Wednesday, October 24, 2012

work dance

so I have this ongoing conversation with my 8 year old. apparently we have different views on what is the right way to homeschool. I've been doing this for over 10 years at this point, so I feel like I kind of have the weight of experience on my side, but to her that is blissfully irrelevant. her truth is her truth, you know?

so in the interest of full disclosure, I am not by any stretch one of these super-organized, hyper-accomplished homeschool mamas. I let the kids figure out for the most part how they would like to fill their time, but once a kid turns 6 or so, I generally get involved by starting a little (maybe 20 minutes) skill work daily. I personally like to do it in the mornings, kind of knock it out of the way, and then spend the rest of the day playing, doing outings, hanging out with the kids and doing whatever random things they might feel like, or just doing my own thing while they do theirs.

i find that somehow, strangely, in the long run, they learn everything they need to learn this way, and life is pretty chill. i'm lucky to have the proof in my 15 yr old who started school at 13 and was immediately placed in all honors classes, and is doing just dandy to this very day. I would actually say that, more than doing dandy, she knows exactly who she is in an environment that aims to make everyone pretty much the same, but that would be a subject for another moment.

anyway, I know all this probably sounds like utter insanity to the vast majority of people, but I've seen this basic truth in action (that children have an innate drive to learn, if we just get out of their way) so infinitely many times, it's second nature. but, I digress.

so, as far as a schedule, pretty loose. a casual observer might say so. however this child of mine sees a whole different picture.  apparently, i'm some kind of homeschool jail warden, heaping untold quantities of cruel and unjust work on her head. running with mark twain's definition of work (work consists of whatever a body is obliged to do. play consists of whatever a body is not obliged to do) she kind of has a point. and i stand by the fact that i want her to have basic math and hebrew skills (her english skills are through the roof - she reads books written for adults happily and expresses herself with a frighteningly adult vocabulary.)

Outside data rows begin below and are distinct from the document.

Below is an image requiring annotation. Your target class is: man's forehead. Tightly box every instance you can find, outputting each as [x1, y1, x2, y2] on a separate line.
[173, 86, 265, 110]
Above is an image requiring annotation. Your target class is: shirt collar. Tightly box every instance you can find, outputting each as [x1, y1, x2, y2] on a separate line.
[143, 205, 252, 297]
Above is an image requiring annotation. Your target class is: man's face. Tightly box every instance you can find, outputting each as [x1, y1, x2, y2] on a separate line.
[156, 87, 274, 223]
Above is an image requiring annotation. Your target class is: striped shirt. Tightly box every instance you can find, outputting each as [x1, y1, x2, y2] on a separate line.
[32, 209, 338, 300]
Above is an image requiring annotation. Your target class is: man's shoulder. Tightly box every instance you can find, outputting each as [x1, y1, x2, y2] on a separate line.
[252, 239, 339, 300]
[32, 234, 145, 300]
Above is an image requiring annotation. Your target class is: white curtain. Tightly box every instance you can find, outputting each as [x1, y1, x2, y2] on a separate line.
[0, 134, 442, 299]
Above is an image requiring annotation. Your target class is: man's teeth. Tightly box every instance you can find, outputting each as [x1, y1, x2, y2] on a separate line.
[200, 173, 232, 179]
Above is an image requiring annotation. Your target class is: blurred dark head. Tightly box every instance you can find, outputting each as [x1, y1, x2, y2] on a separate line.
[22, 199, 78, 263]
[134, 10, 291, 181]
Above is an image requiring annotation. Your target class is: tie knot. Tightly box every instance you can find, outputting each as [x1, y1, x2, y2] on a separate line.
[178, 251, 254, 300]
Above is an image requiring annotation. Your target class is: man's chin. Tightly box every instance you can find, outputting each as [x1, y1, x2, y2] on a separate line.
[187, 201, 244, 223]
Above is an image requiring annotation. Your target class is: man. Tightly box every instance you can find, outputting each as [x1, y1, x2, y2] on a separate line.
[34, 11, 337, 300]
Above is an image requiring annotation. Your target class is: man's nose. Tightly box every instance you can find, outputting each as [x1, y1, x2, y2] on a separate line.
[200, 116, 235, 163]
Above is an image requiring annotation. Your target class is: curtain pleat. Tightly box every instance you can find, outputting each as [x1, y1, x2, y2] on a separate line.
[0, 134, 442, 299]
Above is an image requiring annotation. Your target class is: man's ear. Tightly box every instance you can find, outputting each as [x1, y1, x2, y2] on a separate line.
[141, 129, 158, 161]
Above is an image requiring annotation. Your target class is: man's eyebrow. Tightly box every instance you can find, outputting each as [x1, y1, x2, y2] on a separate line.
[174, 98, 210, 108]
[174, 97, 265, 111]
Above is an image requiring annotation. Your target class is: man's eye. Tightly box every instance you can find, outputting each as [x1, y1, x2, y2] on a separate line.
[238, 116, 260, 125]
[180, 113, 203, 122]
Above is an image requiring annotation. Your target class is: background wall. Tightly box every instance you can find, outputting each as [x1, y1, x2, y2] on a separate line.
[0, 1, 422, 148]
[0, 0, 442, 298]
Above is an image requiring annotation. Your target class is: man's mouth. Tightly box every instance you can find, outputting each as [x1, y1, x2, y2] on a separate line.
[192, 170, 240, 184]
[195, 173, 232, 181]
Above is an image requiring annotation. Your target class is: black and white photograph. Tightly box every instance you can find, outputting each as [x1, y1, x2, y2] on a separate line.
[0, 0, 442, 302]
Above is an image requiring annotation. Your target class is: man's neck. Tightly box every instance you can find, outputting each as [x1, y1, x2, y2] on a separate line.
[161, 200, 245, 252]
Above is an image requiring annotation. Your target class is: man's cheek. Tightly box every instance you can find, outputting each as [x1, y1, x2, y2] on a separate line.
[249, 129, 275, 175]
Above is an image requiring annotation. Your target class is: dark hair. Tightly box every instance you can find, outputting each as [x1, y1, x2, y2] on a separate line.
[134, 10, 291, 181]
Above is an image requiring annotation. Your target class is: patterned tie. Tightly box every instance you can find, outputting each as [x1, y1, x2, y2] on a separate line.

the part that gets tricky is that she inherited a certain tendency of mine to argue and turn situations upside down even when she doesn't fully believe what she is saying. she literally has a counter argument for every word out of my mouth when she is in one of these anti-work moods. "why do i need hebrew and math if i'm not going to be a rabbi OR a cashier??" "if you get to tell me to do work, i should get to tell you to do work, and not fun work, boring work like learning a language you don't want to know" "when you make me do work, it uses up all my work and learning energy, and i never get a chance to learn the things i actually want to learn, like about volcanoes and mushrooms! you are making me hate learning!" (this last one on the point of tears, lip quivering with ultimate sorrow.) that one especially hitting a nerve, as this is kind of the ultimate fear of any homeschooler. (the whole knowing exactly where you are vulnerable, she inherited, like her sister before her, but that's also a subject for another time.)

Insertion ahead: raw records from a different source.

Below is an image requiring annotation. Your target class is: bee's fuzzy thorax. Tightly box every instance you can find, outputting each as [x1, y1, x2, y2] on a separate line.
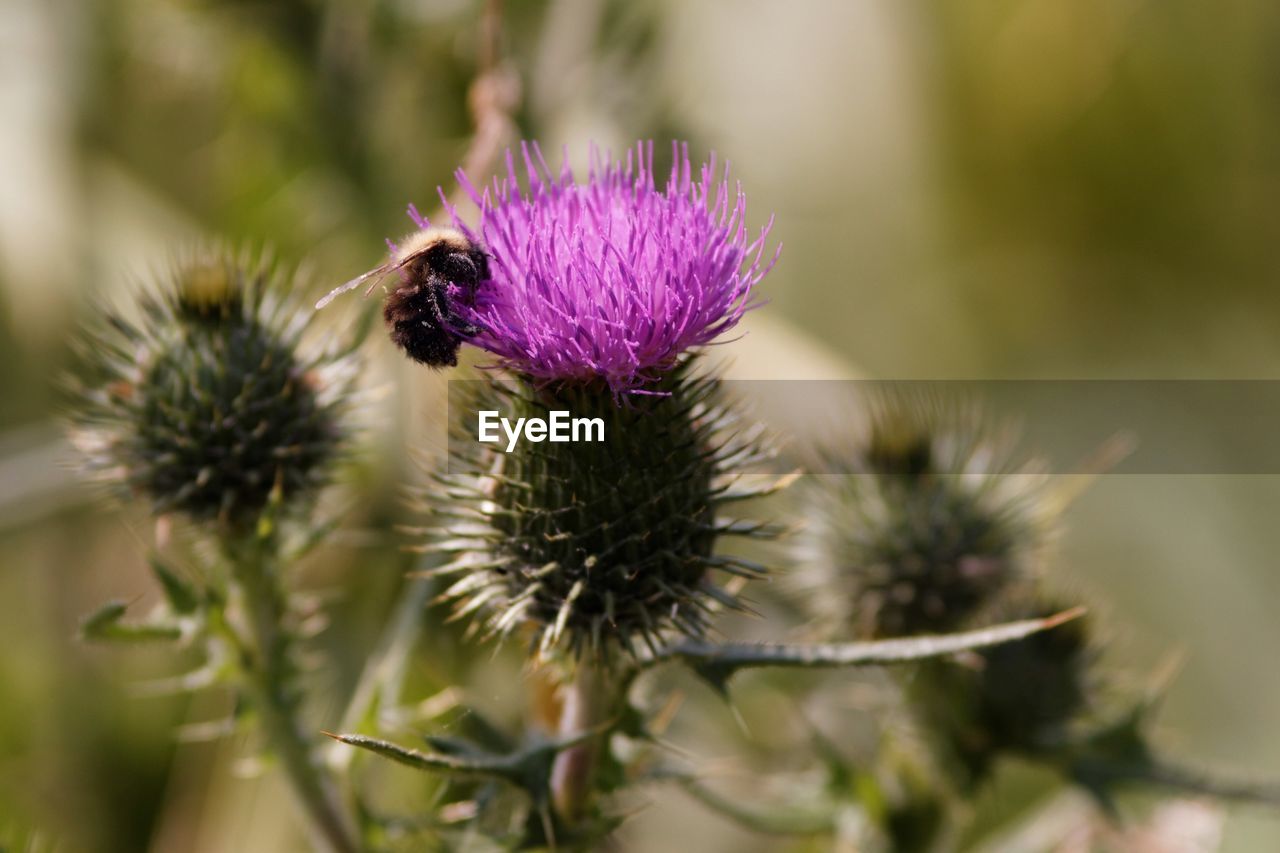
[396, 225, 474, 261]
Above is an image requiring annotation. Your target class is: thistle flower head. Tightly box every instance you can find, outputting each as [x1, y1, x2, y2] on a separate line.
[425, 365, 774, 656]
[73, 255, 355, 528]
[804, 394, 1053, 637]
[440, 143, 776, 393]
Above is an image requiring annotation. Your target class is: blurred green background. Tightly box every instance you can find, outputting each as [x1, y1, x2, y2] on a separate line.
[0, 0, 1280, 852]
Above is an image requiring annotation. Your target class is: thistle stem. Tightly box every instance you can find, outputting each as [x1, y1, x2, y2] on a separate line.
[550, 658, 608, 825]
[229, 542, 360, 853]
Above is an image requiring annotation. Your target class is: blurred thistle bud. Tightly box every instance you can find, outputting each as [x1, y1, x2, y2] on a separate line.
[73, 252, 355, 532]
[796, 393, 1056, 638]
[422, 145, 773, 656]
[908, 594, 1098, 783]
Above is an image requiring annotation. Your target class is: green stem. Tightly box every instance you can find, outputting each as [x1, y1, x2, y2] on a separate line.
[550, 658, 608, 826]
[229, 542, 360, 853]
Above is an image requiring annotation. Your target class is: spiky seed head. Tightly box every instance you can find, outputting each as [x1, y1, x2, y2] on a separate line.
[908, 593, 1098, 781]
[73, 252, 355, 529]
[428, 364, 776, 656]
[797, 393, 1055, 638]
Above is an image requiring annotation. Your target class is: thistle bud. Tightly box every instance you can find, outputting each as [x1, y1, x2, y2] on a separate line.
[909, 596, 1097, 780]
[430, 368, 771, 656]
[419, 145, 776, 654]
[73, 255, 353, 529]
[800, 396, 1053, 638]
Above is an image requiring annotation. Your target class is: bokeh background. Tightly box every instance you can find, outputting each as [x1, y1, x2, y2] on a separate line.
[0, 0, 1280, 852]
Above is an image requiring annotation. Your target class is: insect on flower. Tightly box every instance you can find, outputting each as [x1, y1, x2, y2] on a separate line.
[316, 222, 489, 368]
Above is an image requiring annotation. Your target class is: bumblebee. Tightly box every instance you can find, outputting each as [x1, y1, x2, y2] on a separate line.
[316, 228, 489, 368]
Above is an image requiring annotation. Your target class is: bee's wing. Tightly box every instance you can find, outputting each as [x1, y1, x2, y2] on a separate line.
[316, 250, 426, 311]
[316, 263, 398, 311]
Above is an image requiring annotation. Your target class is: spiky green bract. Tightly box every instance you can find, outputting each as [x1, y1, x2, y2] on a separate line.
[429, 361, 774, 657]
[908, 596, 1097, 781]
[801, 393, 1053, 638]
[73, 255, 355, 530]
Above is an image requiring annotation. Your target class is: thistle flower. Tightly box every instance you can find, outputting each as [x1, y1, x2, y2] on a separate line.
[420, 145, 772, 654]
[73, 255, 353, 529]
[440, 143, 776, 392]
[428, 364, 776, 656]
[801, 394, 1055, 638]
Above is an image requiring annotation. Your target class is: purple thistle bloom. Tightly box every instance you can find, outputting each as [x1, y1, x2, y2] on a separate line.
[430, 142, 777, 393]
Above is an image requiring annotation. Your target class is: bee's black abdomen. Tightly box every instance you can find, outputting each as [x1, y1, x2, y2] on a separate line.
[383, 237, 489, 368]
[383, 282, 462, 368]
[392, 321, 462, 368]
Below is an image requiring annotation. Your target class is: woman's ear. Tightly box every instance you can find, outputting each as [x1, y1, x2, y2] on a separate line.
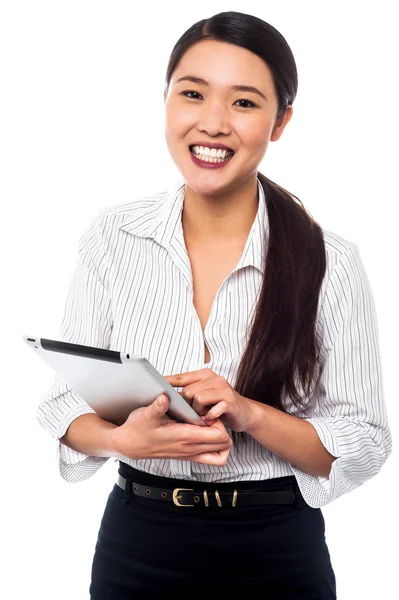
[270, 104, 294, 142]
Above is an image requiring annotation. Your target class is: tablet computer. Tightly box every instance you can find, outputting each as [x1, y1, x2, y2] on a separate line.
[23, 336, 207, 426]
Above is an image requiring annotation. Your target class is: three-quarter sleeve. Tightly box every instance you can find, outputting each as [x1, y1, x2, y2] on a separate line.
[291, 244, 392, 508]
[36, 219, 112, 481]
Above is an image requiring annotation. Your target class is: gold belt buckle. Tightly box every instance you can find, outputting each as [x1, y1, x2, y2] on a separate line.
[172, 488, 194, 506]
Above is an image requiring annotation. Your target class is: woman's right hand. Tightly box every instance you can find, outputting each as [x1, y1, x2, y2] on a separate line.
[110, 394, 232, 466]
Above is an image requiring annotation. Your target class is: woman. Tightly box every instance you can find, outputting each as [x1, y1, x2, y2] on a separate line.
[38, 12, 391, 600]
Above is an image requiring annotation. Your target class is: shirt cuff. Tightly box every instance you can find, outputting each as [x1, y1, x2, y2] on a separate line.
[57, 402, 108, 482]
[290, 417, 342, 508]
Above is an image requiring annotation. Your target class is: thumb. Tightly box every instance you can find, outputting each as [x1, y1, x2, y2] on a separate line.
[152, 394, 169, 415]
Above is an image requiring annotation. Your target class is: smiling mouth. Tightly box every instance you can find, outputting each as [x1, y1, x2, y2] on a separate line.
[189, 146, 234, 164]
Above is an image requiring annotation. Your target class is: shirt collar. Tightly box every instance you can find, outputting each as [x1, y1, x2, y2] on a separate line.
[120, 178, 269, 273]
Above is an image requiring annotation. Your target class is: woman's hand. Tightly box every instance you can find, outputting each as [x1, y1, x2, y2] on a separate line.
[165, 369, 255, 431]
[110, 394, 232, 466]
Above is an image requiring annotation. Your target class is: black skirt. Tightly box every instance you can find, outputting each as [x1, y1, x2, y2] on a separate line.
[90, 463, 336, 600]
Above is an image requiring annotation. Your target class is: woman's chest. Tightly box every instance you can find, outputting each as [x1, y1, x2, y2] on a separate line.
[110, 239, 260, 374]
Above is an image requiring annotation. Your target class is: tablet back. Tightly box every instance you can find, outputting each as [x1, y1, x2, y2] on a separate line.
[23, 336, 205, 426]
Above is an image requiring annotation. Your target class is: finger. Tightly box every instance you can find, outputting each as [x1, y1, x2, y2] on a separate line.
[182, 449, 230, 467]
[204, 400, 228, 424]
[191, 388, 223, 416]
[164, 369, 216, 387]
[175, 421, 230, 445]
[146, 394, 169, 420]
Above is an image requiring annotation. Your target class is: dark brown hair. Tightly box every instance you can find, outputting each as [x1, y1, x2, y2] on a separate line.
[165, 11, 326, 432]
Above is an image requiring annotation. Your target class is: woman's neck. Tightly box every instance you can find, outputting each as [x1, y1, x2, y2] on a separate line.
[182, 179, 258, 245]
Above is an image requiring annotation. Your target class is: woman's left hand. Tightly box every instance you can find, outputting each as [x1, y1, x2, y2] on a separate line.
[165, 369, 254, 431]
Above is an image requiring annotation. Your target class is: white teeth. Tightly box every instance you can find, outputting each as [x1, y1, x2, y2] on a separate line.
[191, 146, 234, 162]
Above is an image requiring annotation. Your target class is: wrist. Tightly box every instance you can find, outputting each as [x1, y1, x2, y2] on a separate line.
[103, 423, 121, 458]
[245, 398, 265, 437]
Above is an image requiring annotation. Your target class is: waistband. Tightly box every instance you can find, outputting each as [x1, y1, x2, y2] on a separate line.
[117, 462, 304, 508]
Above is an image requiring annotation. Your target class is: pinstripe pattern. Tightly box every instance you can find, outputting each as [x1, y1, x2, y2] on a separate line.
[37, 179, 391, 508]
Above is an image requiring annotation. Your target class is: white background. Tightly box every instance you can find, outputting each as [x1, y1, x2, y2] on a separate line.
[0, 0, 399, 600]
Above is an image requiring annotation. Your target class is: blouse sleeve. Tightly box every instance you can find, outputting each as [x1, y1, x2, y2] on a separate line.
[291, 244, 392, 508]
[36, 220, 112, 481]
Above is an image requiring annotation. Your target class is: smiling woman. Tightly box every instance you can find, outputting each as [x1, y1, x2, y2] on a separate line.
[38, 7, 391, 600]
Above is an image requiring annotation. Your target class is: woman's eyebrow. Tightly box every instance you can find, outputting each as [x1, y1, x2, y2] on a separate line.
[175, 75, 267, 102]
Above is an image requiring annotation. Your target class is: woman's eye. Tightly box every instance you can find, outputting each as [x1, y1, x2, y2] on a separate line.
[181, 91, 257, 108]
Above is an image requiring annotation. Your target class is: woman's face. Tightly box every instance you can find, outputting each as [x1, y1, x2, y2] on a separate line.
[165, 40, 292, 194]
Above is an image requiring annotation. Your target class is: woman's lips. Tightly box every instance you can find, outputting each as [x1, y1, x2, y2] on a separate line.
[188, 148, 234, 169]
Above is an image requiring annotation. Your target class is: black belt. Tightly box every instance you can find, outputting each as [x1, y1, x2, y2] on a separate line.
[117, 474, 296, 507]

so this is where we stand, she and i, kind of doing this dance every few days. i'm not ready to make the leap into fully unschooling - though she claims she will for sure only unschool her children, because she will respect them! not like she is disrespected! i do hear some of her points; there is a fundamental truth about how she feels, and i get it.

but i also see her when she does her hebrew or math work - she is mostly doing beautifully and engaging (at least on good days) with the material, and honestly, it doesn't seem like quite the extreme form of torture she'd have you think it (though she'd say she is a really good pretender.) and i see many hours of her day, wide open and unplanned, and maybe i can help her find a way to fit volcanoes and mushrooms into those.

i don't know. maybe i'm a little bit kidding myself - its not just her energy for "work" that wanes, but mine - if i excitedly brought her a volcano experiment or whatever, i think she'd do both.

i guess we'll see where this goes - truth is, one of my favorite aspects of homeschooling is the fact that there are just these vast swaths of time in which these kinds of dialogues and dances can unfold. we don't have to have an answer this moment. and I'm willing to bet vast swaths of cash that my 8 yr old will not let this issue peter out any time soon.